AISYM4MED – Synthetic and Scalable Data Platform for Medical Empowered AI

19.12.2022

 

One of the hindrances of using Artificial Intelligence applied to the healthcare context is associated with the existing data that is often untrustworthy, disperse, with privacy issues, and risks perpetuating bias if generalized. Being this a setback well known to the research community, Fraunhofer Portugal AICOS (FhP-AICOS) took on the challenge of making quality data available for medical research through a platform that combines Machine Learning techniques and Synthetic Data Generation: the AISYM4MED project.

The AISYM4MED project will address data privacy and security issues by combining new anonymization techniques and privacy measures. This will allow the use of diversified datasets from several countries safeguarding the security of the data. Synthetic data generation will be put through rigorous controlling measures to guarantee representativeness, thus contributing to more robust digital solutions.

The AISYM4MED project counts on the expertise of 14 partners from across Europe and beyond to address the many doubts and questions that arise when combining healthcare with Artificial Intelligence (AI). To add to the consortium’s technical expertise in privacy, security, blockchain, ethical AI, data inspection, healthcare management systems, and Information Technology (IT) law, the project also includes partners from diversified sociodemographic backgrounds to enrich the datasets provided.

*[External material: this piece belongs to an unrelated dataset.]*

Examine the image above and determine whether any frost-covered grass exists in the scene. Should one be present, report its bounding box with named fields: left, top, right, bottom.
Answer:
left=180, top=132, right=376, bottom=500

In addition to the coordination of the AISYM4MED project, FhP-AICOS will contribute with user-journey, auditing Models and Synthetic Data generation, two areas of expertise that FhP-AICOS’ researchers have worked on and will be further developed within this project.

David Belo, senior researcher at FhP-AICOS and project coordinator, hopes that in 4 or 5 years, the research and medical community will see this as a trustworthy platform. In the words of David, the platform “will support the development of digital solutions and services for medical applications by enabling innovators to evaluate and improve AI systems in a secure and trustable environment.”

The consortium includes Fraunhofer Center for Assistive Information and Communication (AICOS) as coordinator, the Imperial College of Science Technology and Medicine, INYC - Instrumentacion y Componentes SA, Consorci Sanitari de l'Alt Penedès i Garraf, TIGA - Bilgi Teknolojileri Anonim Sirketi, Zabala Brussels, Asociacion Instituto de Investigacion Sanitaria Biocruces Bizkaia, Servicio Vasco de Salud Osakidetza, Time.Lex, Universidade do Porto, Universidade Nova de Lisboa, Ibermatica, Saidot, Utrecht Hospital, and the University of Zurich.